/model_serving

A new repository for model serving examples using Docker, Git HOOKS, Celery and Flask

Primary LanguagePython

The assignment covers the following two topics:

  1. Dynamic contextualization and model serving in a scalable production environment
  2. Reliable continuous integration and development process

Important:

  1. It is expected that students have finished the prelab of the distributed e-infrastructures part.

  2. Please terminate VMs once you finish the task.

  3. The tasks and the configurations are designed for the Ubuntu 20.04 with small or medium VM flavour.  

  4. We will use SNIC Science Cloud (SSC) for all the tasks. In case you want to learn more about SSC visit the website  http://cloud.snic.se

  5. We recommend you to create a VM in SSC and execute all the tasks on that virtual machine. You can run the tasks on your laptops but it may break your local working environment.
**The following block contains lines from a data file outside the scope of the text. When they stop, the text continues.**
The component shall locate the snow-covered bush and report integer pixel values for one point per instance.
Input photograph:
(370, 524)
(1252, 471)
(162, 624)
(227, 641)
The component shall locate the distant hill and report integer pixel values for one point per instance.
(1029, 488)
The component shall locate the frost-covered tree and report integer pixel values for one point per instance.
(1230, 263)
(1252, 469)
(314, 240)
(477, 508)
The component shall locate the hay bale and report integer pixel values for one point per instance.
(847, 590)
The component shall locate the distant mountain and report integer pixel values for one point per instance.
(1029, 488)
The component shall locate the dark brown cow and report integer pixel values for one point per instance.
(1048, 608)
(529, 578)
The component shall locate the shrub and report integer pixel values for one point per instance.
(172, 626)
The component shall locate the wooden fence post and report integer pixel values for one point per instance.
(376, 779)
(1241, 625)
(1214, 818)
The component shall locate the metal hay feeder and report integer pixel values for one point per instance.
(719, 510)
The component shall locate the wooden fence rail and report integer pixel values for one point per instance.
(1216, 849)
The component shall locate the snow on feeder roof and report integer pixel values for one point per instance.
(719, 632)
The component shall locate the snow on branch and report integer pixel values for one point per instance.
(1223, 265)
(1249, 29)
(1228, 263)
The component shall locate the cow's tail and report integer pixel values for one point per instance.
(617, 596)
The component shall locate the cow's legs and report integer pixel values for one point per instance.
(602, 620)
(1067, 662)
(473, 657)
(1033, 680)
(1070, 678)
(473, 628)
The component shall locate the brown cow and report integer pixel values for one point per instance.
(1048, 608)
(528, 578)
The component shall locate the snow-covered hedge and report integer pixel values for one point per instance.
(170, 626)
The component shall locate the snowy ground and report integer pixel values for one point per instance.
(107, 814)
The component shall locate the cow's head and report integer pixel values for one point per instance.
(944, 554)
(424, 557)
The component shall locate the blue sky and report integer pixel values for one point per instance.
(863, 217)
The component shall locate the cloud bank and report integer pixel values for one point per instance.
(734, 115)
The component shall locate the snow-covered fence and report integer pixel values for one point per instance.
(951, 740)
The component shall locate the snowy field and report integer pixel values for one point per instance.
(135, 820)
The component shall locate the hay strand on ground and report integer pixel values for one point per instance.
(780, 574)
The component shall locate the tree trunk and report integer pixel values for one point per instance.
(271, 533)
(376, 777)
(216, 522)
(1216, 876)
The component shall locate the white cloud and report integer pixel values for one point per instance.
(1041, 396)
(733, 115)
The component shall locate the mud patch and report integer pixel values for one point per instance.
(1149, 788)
  6. For all the tasks, clone the repository:

https://github.com/sztoor/model_serving.git

The code for tasks is available in the "model_serving" directory.

 - model_serving
   -- Single_server_without_docker
   -- Single_server_with_docker
   -- CI_CD
   -- OpenStack-Client

Dynamic contextualization

Dynamic contextualization is a process of preparing a customized computing environment at runtime. The process ranging from creating/defining user roles and permissions to updating/installing different packages and initiating services.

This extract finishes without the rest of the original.